Penyebab lainnya pada kasus asuransi gagal bayar karena ditemukannya
Fraud pada laporan keuangan serta tingkat bunga yang tinggi menyebabkan
keuangan perusahaan semakin berat. Artinya perusahaan harus membayar kembali
dana nasabah sekaligus bunganya yang tidak sedikit saat jatuh tempo. Sementara,
keuntungan atas pemanfaatan dana nasabah tidaklah sesuai dengan yang
dicantumkan dalam laporan keuangan resmi perusahaan.

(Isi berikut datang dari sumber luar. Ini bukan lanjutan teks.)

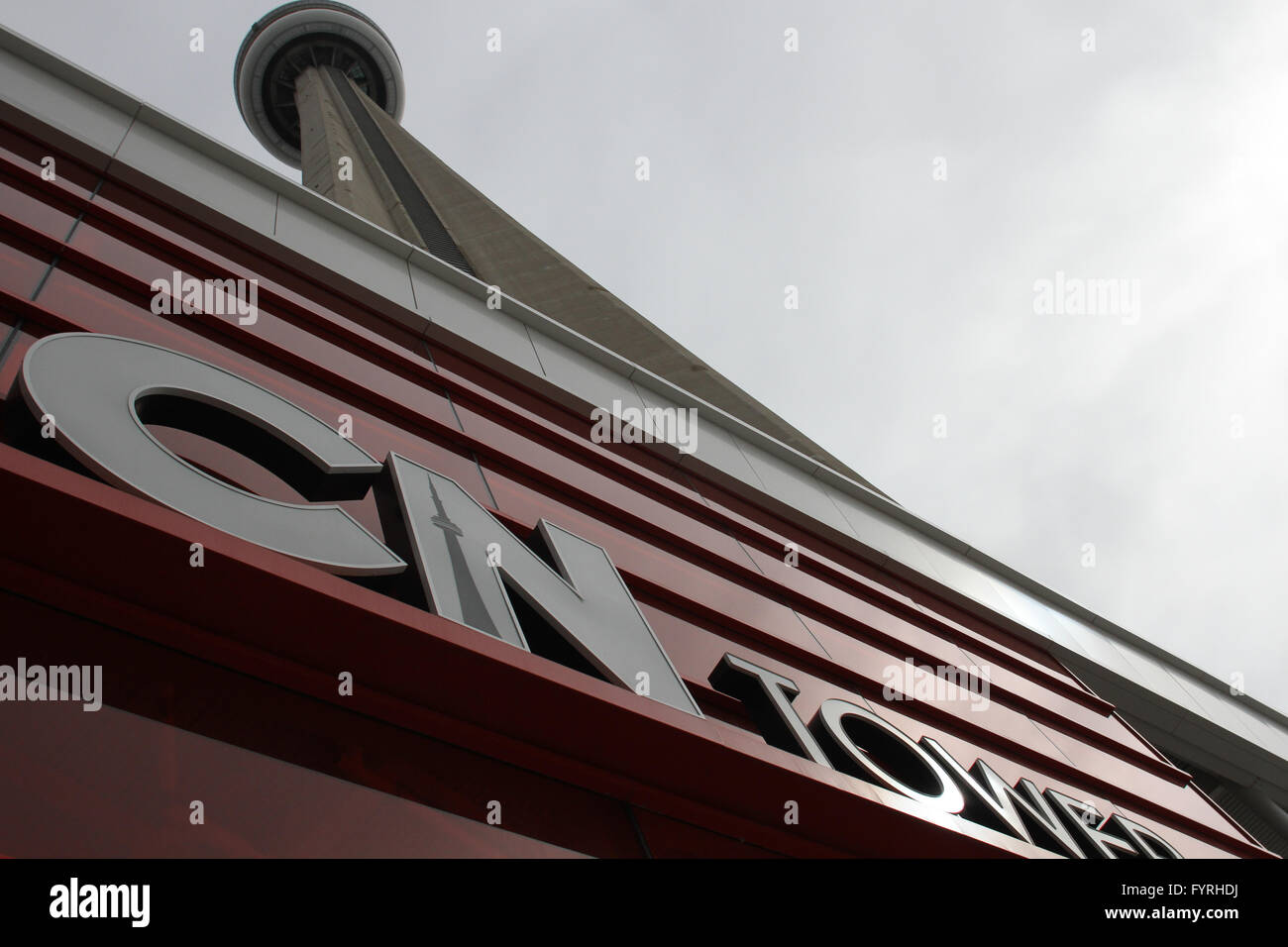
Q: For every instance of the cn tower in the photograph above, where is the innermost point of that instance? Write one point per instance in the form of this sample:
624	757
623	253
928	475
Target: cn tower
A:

c. Serampangan dalam Berinvestasi


Dana yang dimiliki perusahaan asuransi atas penjualan produknya tentu akan
dikelola dengan baik agar menghasilkan keuntungan yang dapat meningkatkan
kekuatan perusahaan secara finansial. Tak hanya itu, keuntungan tersebut juga
dipergunakan untuk memberikan imbal hasil kepada para nasabah. Sayangnya,
pengelolaan dana asuransi yang kurang menerapkan asas prudent bisa
menyebabkan asuransi gagal bayar. Misalnya terlalu serampangan dalam
berinvestasi dan kurang memperhatikan manajemen risiko banyak menginvestasikan
dana nasabah pada saham tidak likuid yang konsisten naik. Akibatnya, risiko gagal
dan derita kerugian senantiasa membayangi perusahaan asuransi ini. Benar saja,
saham yang diborong terpuruk di pasar keuangan, sehingga berdampak pada tingkat
keuntungan yang diperoleh pun tidak maksimal, bahkan mengalami kerugian.

d. Lemahnya di Pengawasan
Kasus gagal bayar perusahaan asuransi yang terjadi dalam beberapa tahun
terakhir disebabkan oleh lemahnya pengawasan dari regulator. Hal ini menyebabkan
kesenjangan antara ketatnya aturan dengan lemahnya pengawasan di lapangan oleh
Otoritas Jasa Keuangan. Industri dengan peraturan yang ketat dan sudah berjalan
baik yang sering menjadi contoh adalah sektor perbankan, terutama setelah krisis
1998 dan 2008. Sayangnya, tidak demikian dengan yang terjadi dalam Industri
Keuangan Non Bank (IKNB) karena masih ada jarak antara peraturan dengan
pengawasan. Secara berkala, triwulan dan tahunan ada bermacam-macam laporan
dari manajemen risiko, laporan keuangan namun sangat lemah berkaitan dengan
kajian pengawasan. Dalam kasus gagal bayar, sebenarnya laporan dikirimkan kepada
OJK, tetapi langkah yang dilakukan oleh OJK seperti penghentian produk atau
kegiatan usaha tidak pernah dilakukan.